Nepal and Bangladesh have been talking on bilateral energy cooperation since the power trade agreement (PTA) was signed with India in 2014. Nepal has identified Bangladesh as a prospective market for hydroelectricity, which is a clean and renewable source of energy.
Following the SAARC member states agreement on ‘SAARC Framework Agreement for Energy Cooperation (Electricity)’ in November 2014, Nepal and Bangladesh have seen the prospects of bilateral power cooperation. Recently, Energy Minister Barshaman Pun also said that the government is preparing to sign an MoU on energy cooperation with Bangladesh through which the country can lure investment from Bangladesh to exploit Nepal’s hydro resources.

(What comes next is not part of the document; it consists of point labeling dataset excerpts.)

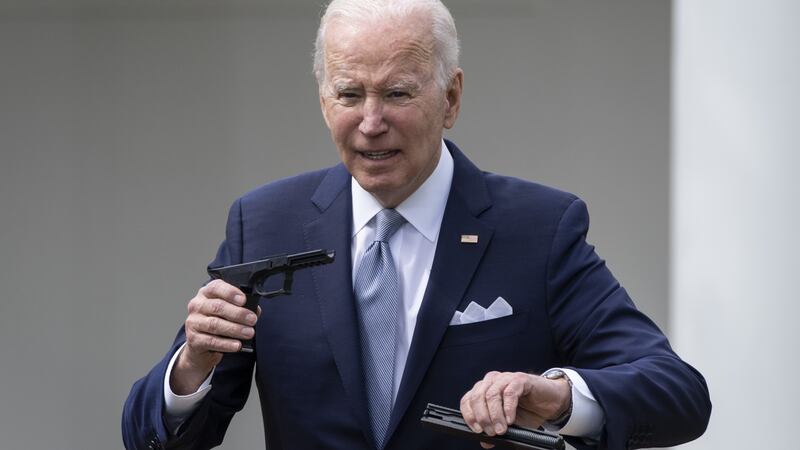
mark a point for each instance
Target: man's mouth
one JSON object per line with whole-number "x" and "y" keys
{"x": 377, "y": 156}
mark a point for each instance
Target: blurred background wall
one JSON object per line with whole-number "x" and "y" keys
{"x": 735, "y": 213}
{"x": 127, "y": 128}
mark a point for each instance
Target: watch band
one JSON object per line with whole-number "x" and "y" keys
{"x": 561, "y": 420}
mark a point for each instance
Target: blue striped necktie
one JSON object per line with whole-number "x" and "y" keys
{"x": 377, "y": 292}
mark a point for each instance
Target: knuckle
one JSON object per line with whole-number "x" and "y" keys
{"x": 213, "y": 324}
{"x": 216, "y": 307}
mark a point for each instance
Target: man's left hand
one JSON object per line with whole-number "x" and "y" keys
{"x": 505, "y": 398}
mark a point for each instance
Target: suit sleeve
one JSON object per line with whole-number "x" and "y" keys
{"x": 650, "y": 397}
{"x": 143, "y": 425}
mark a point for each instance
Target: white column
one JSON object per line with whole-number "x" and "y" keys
{"x": 735, "y": 286}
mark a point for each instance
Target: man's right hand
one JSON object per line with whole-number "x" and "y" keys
{"x": 217, "y": 321}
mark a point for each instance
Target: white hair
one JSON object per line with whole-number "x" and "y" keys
{"x": 443, "y": 29}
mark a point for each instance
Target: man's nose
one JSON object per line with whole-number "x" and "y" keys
{"x": 372, "y": 120}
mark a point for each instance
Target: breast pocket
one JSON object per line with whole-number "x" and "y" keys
{"x": 487, "y": 330}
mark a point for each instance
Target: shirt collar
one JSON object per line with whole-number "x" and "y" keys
{"x": 424, "y": 209}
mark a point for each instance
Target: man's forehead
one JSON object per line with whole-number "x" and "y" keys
{"x": 384, "y": 40}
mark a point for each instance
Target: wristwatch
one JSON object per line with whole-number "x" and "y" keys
{"x": 557, "y": 374}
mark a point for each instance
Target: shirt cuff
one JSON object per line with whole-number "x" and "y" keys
{"x": 587, "y": 417}
{"x": 178, "y": 408}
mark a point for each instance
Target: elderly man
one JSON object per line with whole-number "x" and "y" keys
{"x": 451, "y": 285}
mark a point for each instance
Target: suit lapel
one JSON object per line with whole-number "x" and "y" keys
{"x": 332, "y": 230}
{"x": 453, "y": 267}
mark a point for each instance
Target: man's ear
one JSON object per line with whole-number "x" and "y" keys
{"x": 453, "y": 98}
{"x": 324, "y": 110}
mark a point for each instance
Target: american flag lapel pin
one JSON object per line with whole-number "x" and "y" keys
{"x": 469, "y": 238}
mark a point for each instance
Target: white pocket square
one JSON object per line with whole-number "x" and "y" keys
{"x": 477, "y": 313}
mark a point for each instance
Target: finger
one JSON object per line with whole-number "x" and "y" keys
{"x": 212, "y": 343}
{"x": 468, "y": 415}
{"x": 220, "y": 327}
{"x": 528, "y": 419}
{"x": 224, "y": 291}
{"x": 220, "y": 308}
{"x": 511, "y": 395}
{"x": 494, "y": 404}
{"x": 480, "y": 409}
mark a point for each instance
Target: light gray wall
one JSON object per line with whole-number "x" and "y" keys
{"x": 127, "y": 128}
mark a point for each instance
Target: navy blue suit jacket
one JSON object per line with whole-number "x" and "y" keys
{"x": 569, "y": 311}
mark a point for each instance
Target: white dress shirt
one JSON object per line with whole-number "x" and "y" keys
{"x": 413, "y": 247}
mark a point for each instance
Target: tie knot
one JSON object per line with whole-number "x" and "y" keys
{"x": 387, "y": 222}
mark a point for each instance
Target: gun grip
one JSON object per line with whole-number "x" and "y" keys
{"x": 252, "y": 304}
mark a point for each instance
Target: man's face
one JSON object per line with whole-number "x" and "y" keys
{"x": 385, "y": 111}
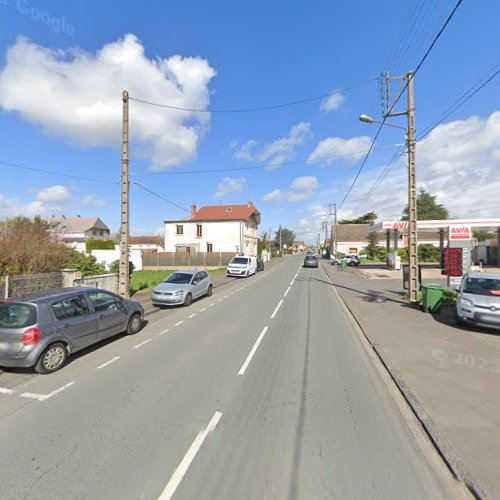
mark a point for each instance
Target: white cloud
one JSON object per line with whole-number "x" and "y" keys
{"x": 77, "y": 95}
{"x": 338, "y": 149}
{"x": 277, "y": 151}
{"x": 91, "y": 200}
{"x": 229, "y": 185}
{"x": 300, "y": 189}
{"x": 458, "y": 162}
{"x": 332, "y": 103}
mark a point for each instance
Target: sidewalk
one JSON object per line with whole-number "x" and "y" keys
{"x": 449, "y": 375}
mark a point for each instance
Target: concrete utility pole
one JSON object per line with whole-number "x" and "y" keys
{"x": 123, "y": 283}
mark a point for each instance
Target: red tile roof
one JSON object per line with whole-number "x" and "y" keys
{"x": 226, "y": 212}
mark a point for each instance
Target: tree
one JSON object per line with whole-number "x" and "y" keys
{"x": 427, "y": 208}
{"x": 368, "y": 218}
{"x": 287, "y": 237}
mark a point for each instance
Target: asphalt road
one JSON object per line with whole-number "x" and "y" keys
{"x": 261, "y": 391}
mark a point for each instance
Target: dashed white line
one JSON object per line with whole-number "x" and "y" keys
{"x": 44, "y": 397}
{"x": 182, "y": 468}
{"x": 252, "y": 352}
{"x": 276, "y": 310}
{"x": 108, "y": 362}
{"x": 142, "y": 343}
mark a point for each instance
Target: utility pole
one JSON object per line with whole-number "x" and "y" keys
{"x": 412, "y": 196}
{"x": 123, "y": 278}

However, to materialise power trade between the two nations, Nepal and Bangladesh need to hold talks with India. As there is power trade between Nepal and India, and also Bangladesh and India, power trade between Nepal and Bangladesh is not a far-fetched notion, according to Ambassador of Bangladesh to Nepal, Mashfee Binte Shams.
Talking to The Himalayan Times, Ambassador Shams said that both countries are preparing to sign an MoU on energy cooperation and they can enter into a power trade agreement, which is a more specific document. However, trilateral consensus is must for the PTA to be signed.
There is prospect of energy trade between Nepal and Bangladesh as GMR Energy India has signed MoU to sell power produced from Upper Karnali Hydropower Project, which is going to be developed under Indian investment to Bangladesh. For this purpose, an initial MoU regarding connection agreement has already been signed with Bangladesh Power Development Board (BPDB) during the visit of Bangladeshi Prime Minister Sheikh Hasina to India in April last year.
Bangladesh’s current electricity generation stands at around 16,000 megawatts and it will require around 34,000 megawatts of power by 2030 to sustain the high economic growth of above seven per cent.
As participating nations have envisioned providing access to sustainable, clean and affordable energy to their citizens by 2030 under the Sustainable Development Goals, Bangladesh has taken Nepal’s hydroelectricity as a reliable source for the rising demand of clean and reliable energy, as per Ambassador Shams.
Energy consumption is relatively low in South Asia as per capita energy consumption stands at 650 kilowatt hours (units) compared to global average energy consumption of 3,000 kilowatt hours.